Marcus Martinez: More Thoughts on "Near Future"
"Learning from the existing landscape is a way of being revolutionary for an architect...that is, to question how we look at things." (1) Written in 1968, this opening statement from "Learning From Las Vegas" resonates closely with the "Near Future" series - where a distinguished set of speakers were cast to ‘speculate on the look of things in the next generation’. Instead, the series delivered more than was promised.
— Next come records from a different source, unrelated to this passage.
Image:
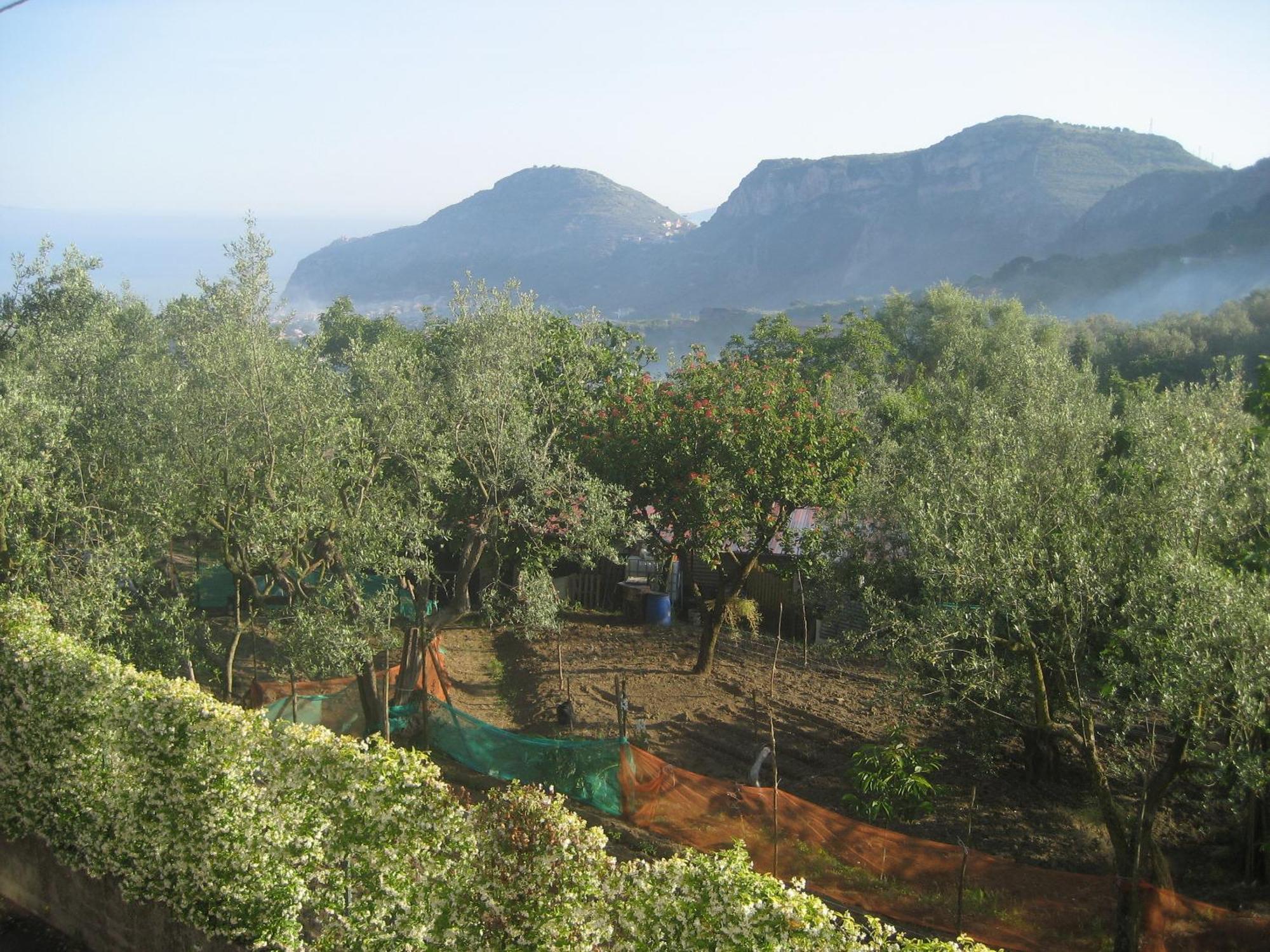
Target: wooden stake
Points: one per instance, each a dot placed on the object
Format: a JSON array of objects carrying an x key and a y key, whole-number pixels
[
  {"x": 966, "y": 859},
  {"x": 387, "y": 700},
  {"x": 777, "y": 653},
  {"x": 777, "y": 784},
  {"x": 620, "y": 697},
  {"x": 559, "y": 659},
  {"x": 802, "y": 595},
  {"x": 425, "y": 700}
]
The three-part series offered a more exclusive conversation into how an architectural historian, photographer, production designer, architect and curator, and artist process their landscape in a way that they often described as simply their preoccupations.
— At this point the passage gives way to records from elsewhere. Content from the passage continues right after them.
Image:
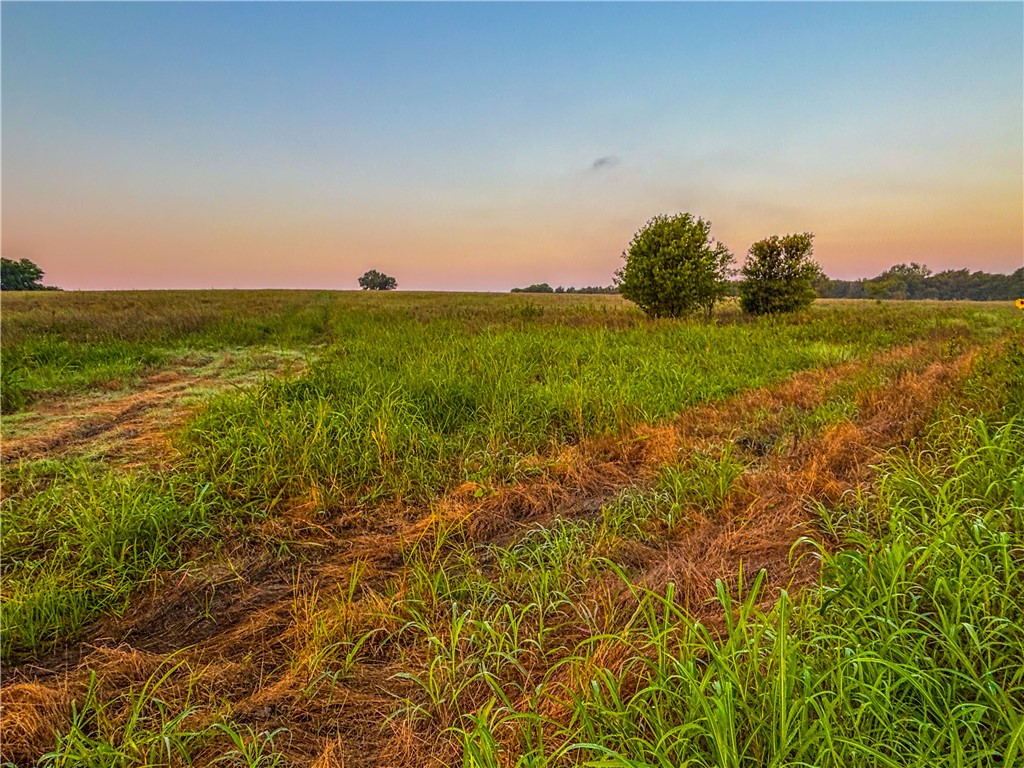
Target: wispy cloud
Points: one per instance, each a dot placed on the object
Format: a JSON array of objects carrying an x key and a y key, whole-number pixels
[{"x": 606, "y": 162}]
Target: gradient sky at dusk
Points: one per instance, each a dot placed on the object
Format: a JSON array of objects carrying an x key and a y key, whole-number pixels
[{"x": 480, "y": 146}]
Each of the speakers brought his or her own unrestricted sensitivities to the table that together offered a range of tools that may prove not only useful in understanding the future but more importantly necessary for tapping into the "legacy of the larger and more pressing project of redefining the boundaries of the discipline itself." (2)
We learned that a movie, a building, a signature, and even gold mines are signs of demand and feedback that have the capacity to shape or exhibit behaviors. This series did more than sate the expression of the ‘future’ but forced the question “Where do we begin?”- and what relationships become apparent when we consider the form of cities, buildings, species, or for KK Barrett, cinematic atmospheres as networked landscapes? For Liam Young, what happens when we “exaggerate the present?”
1. Robert Venturi,Steven Izenour, Denise Scott Brown. Learning From Las Vegas (MIT Press 1977).
2. Rory Hyde. Future Practice: Conversations from the Edge of Architecture (Routledge 2012), 222.